British TV presenter and YouTuber

James Hill (born 9 August 1989) is an English radio, television and YouTube personality who is best known for his work with 4Music and Capital. He currently hosts The Capital Evening Show with Jimmy Hill, which broadcasts across the Capital network from Sunday to Thursday from 7pm to 10pm.

==Early life==
Hill is from Burntwood, Staffordshire. He attended Chasetown High School. He has two half-sisters and two step-brothers. He graduated with a first-class Bachelor of Arts with Honours in History from the University of York in 2009.

==Career==
===YouTube===
Hill's first YouTube video, now private, was uploaded in 2006 to his main channel jimmy0010. In 2014, Hill made a joint channel Chels and Jim with Chelsea Fisher. From 2013 to 2015, Hill co-hosted The 4:01 Show with Carina Maggar, an advice-giving and pop culture web series. In 2015, Hill and fellow YouTuber Charlotte McDonnell (formerly Charlie McDonnell) began hosting Cereal Time, a YouTube-based breakfast talk show pitched and produced by Hank Green.

===Television and radio===
Hill made his television debut when he starred in the 2009 BBC Two documentary series Chartjackers. He also participated in the BBC Switch YouTube Takeover, The 5:19 Show, and Jimmy vs. the Penguin of Doom. Hill has done presenting work for BBC Radio 1Xtra and several companies, such as Burberry and British Airways. He hosted backstage coverage of Capital's Summertime Ball in 2014.

Hill began working with 4Music in 2015 when he hosted Stacked: Pop Up Pile. Hill hosted Trending Live!, a Monday-Thursday show about music and pop culture, with AJ Odudu and Vick Hope from 2015 to 2019. He also presented the Pop Powerlist 2016, UK Music Video Chart with Bethan Leadley, Fusion Festival, Breakers, #YouNews, and The UK Hotlist for the network.

In 2015, Hill starred in the Disney XD UK miniseries Mega Awesome Super Hacks alongside Oli White and Mawaan Rizwan.

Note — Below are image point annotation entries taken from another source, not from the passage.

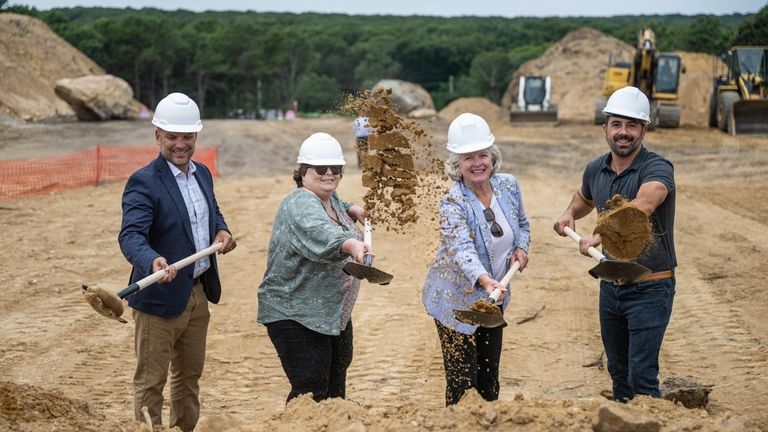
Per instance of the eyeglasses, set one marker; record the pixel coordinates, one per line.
(323, 169)
(490, 217)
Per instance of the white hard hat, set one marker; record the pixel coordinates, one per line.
(177, 113)
(629, 102)
(320, 149)
(469, 133)
(361, 127)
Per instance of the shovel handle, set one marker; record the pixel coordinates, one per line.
(494, 297)
(156, 276)
(594, 253)
(367, 232)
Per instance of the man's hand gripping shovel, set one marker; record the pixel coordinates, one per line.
(620, 272)
(111, 305)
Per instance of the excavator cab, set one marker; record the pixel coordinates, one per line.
(667, 77)
(666, 80)
(739, 101)
(657, 74)
(533, 101)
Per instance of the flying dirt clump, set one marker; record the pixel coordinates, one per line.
(485, 307)
(624, 229)
(399, 167)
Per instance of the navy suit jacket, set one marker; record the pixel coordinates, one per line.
(156, 223)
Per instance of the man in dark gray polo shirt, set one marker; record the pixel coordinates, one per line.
(633, 317)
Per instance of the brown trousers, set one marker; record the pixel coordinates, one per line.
(180, 343)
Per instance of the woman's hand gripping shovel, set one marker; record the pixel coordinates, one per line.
(365, 270)
(484, 313)
(111, 305)
(620, 272)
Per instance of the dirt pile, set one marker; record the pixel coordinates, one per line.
(32, 59)
(483, 107)
(473, 413)
(30, 408)
(399, 165)
(577, 65)
(696, 87)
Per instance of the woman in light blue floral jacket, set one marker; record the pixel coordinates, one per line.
(483, 230)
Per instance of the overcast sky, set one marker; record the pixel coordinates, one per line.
(506, 8)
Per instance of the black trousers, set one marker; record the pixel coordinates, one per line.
(470, 361)
(313, 362)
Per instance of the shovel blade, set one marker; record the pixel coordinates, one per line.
(481, 319)
(371, 274)
(625, 271)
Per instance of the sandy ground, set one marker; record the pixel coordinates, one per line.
(718, 335)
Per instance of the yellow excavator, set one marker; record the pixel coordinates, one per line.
(739, 100)
(656, 74)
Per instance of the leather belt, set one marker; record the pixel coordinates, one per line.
(666, 274)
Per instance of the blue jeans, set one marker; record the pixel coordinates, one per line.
(633, 319)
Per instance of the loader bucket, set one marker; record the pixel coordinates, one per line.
(750, 117)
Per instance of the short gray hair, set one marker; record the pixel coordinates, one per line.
(452, 163)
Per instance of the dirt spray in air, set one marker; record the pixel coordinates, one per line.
(403, 176)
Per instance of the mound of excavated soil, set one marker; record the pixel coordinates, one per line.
(32, 59)
(577, 65)
(483, 107)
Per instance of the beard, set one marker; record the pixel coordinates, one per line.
(624, 150)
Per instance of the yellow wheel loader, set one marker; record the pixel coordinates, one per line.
(656, 74)
(739, 100)
(533, 101)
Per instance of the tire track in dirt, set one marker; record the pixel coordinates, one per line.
(708, 337)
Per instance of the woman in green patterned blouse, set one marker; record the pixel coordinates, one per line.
(306, 300)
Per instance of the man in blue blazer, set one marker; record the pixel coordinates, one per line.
(169, 213)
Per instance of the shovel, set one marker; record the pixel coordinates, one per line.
(622, 272)
(111, 306)
(488, 319)
(365, 270)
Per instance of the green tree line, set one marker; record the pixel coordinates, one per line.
(234, 63)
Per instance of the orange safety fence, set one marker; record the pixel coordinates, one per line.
(20, 178)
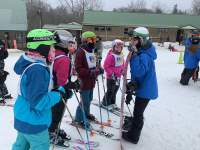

Hill started his radio career with a gig on Radio X in late 2016 and early 2017. He covered Sunday mornings from 11am to 1pm before moving to Saturday and Sunday's 6 to 8am slot.

In 2017, Hill landed a show on Capital. Initially, he presented Sunday mornings from 9am to 12pm before moving to Sundays from 7pm to 10pm after a few months. He also presented events such as the Summertime Ball for the network. In 2019, The Capital Evening Show with Jimmy Hill, a weeknight show from 7pm to 10pm, was launched across the network. Hill also took over Saturday afternoons 4pm to 7pm at this time. At the start of 2021, Hill returned to Sunday evenings as his show got extended to Thursday. He left Saturday afternoons at this time and was replaced by Niall Gray.

===Podcast===
In 2018, Hill and Fisher hosted a true crime and supernatural podcast titled The Ghost Museum (formerly The Slab).

==Personal life==
Hill lives in North London. He is gay and came out publicly via a video on his YouTube channel in 2015. He has since opened up about several topics regarding sexuality.